Reviewing life
As I made for work
this morning, I read a news report in the Metro
News free newspaper where William Shatner, Captain Kirk of Star Trek fame was interviewed.
At the end of that interesting
interview of a man of 82 good years of excitement they returned to what he
proposed as his epitaph, “What was I afraid of?”
Indeed, one does
ask, where Captain Kirk travelled light-years on futuristic spacecraft at warp
speed, meeting civilisations that fuelled the fantasy with imagination, the
real life William Shatner declined
an offer to travel into space because he was afraid.
Breaking away from hindsight
It is unlikely even
if he has overcome that fear now that he would be considered travel worthy of a
space odyssey, however, a greater lesson is available to us.
We must ask now,
what we were afraid of, what we are afraid of or what we might become afraid of,
for all sorts of reasons and do well to overcome the terrifying bondage of fear
and release ourselves into the beauty of expression, the exhilaration of
adventure and the joy of fulfilling relationships.
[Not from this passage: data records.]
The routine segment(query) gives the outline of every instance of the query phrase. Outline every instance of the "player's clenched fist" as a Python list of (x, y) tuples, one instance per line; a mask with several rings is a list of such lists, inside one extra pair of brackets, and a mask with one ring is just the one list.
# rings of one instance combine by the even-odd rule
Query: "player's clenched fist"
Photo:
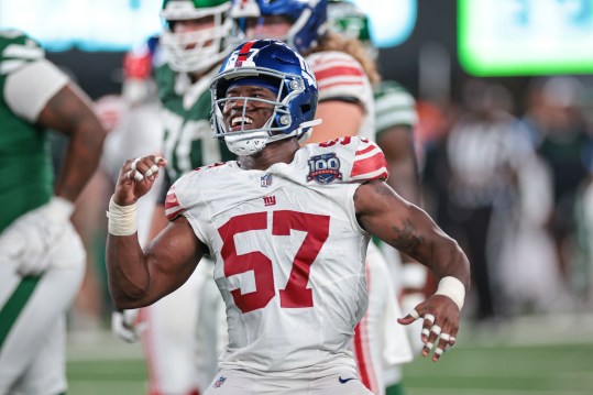
[(120, 171), (113, 201), (120, 206), (136, 202), (151, 190), (161, 167), (166, 164), (166, 160), (154, 155), (125, 161)]
[(131, 235), (136, 232), (136, 201), (151, 190), (160, 168), (166, 164), (166, 160), (154, 155), (125, 161), (109, 201), (109, 234)]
Breaking away from my fears
I see that in
myself, the fears, the worries and the concerns that burden me by reason of
experiences bad and horrid of my past, that moderate my current outlook and
sometimes prevents me from launching out into the amazing wonder of enjoying my
life as best I can, living to the full.
As I make do rather
than make out, survive rather than thrive and restrain rather than let loose,
let go and fly free, innately, I am afraid of many things, unspoken and undone,
waiting for some opportunity or situation that may never come as I prepare
myself for avoidable regret.
Break free from fear
One must talk to oneself,
because the freedom we grant ourselves in refusing to be gripped with fear, the
fear of people, the fear of society, the fear of shame, the fear of fear itself
might yield a new kind of person, one you never knew you were until you let go.
The question when
the reckoning is done, if we get to be interviewed like William Shatner is not
to be faced with, What was I afraid of? We must from now begin to change that
to, “I was afraid of nothing, I lived life to the full.”